I don't really see the big deal. Hardly anyone ever went to the Google+ pages, other than SEOs and the business owners. They have made it virtually impossible to get to the page from the search results.
Photos, reviews, and About have just moved to Maps or the Local Finder, which we can consider the new home for our listing at Google. They want to separate G+ from local, and they have pretty much put the final nail in the coffin with this update. G+ is a now a social platform only, and no longer a local business listing site as well.
The impact I see is this:
- listing analysis and dupe discovery is a little harder for SEOs now
- We have to update the link we send people to to read/write reviews
- We have to update our links to our Google listing
I don't really mind.

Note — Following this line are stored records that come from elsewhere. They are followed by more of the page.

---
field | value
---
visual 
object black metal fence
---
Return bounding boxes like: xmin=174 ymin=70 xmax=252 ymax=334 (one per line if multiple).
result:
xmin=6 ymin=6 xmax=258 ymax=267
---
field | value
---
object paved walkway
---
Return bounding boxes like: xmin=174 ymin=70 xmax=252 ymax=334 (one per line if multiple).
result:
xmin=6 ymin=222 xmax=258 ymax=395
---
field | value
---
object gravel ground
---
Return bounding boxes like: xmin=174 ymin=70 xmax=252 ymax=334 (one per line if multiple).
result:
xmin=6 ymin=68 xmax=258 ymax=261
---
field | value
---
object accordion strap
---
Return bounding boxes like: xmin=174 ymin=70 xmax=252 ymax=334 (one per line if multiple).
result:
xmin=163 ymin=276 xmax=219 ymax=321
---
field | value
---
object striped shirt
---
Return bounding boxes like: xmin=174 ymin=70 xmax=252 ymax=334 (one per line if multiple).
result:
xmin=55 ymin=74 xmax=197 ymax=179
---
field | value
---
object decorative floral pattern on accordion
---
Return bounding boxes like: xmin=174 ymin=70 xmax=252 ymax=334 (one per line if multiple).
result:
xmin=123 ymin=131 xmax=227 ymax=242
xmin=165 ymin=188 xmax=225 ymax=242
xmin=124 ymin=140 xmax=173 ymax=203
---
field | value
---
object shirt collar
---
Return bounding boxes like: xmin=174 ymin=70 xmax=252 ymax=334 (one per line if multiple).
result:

Google Plus just becomes less and less important for local search and we'll focus on the data we see in Maps, Map Maker, and the Local Finder.
From the perspective of both a business operator and SEO I thoroughly agree with Darren above.
From its earliest development we put time into google + for our smb's. We never saw even marginal responsiveness from customers. It simply didn't grow into the customer base. It grew among google fans and for acct management purposes. We never saw the response.
Similarly we never saw positive response for our little local smb's from twitter, foursquare or some other reasonably popular social venues. For one type of smb that is pretty responsive to visuals we've seen "some response" from pinterest, but even that is minimal. On the largest web social venue we've seen response from facebook--> still a minimal value to business and revenues compared to search. Frankly Bing is better for business than FB. Bing is involved in search and gives responses when visitors search using intent.
Our best source of "local" "social elements" are the great variety of social elements unique to local communities. It could be local list serves, it could be meet-ups, it could be local media or hyper local media, it could be locally strong blogs, it could be the news in local community, community interest groups, or church or civic groups....but it most assuredly are not the world wide web sources and certainly not google plus (+).
So Google Local is now a function of search and maps, sort of like it was before google plus.
I'm guessing two reasons for this change or set of changes:
1. Traffic did not migrate to local businesses on G+. No activity. Google would know. We wouldn't. We had ZERO...let me repeat
ZERO ability to really track and understand traffic to G+ and ultimate potential traffic to become a customer or a repeat customer.
Google uniquely sees what is occurring and they didn't communicate to us well enough for us to understand.
So they killed it. (so it seems).
2. A second reason. It could auger changes to further monetize google. Why??? because that is what google does!!!!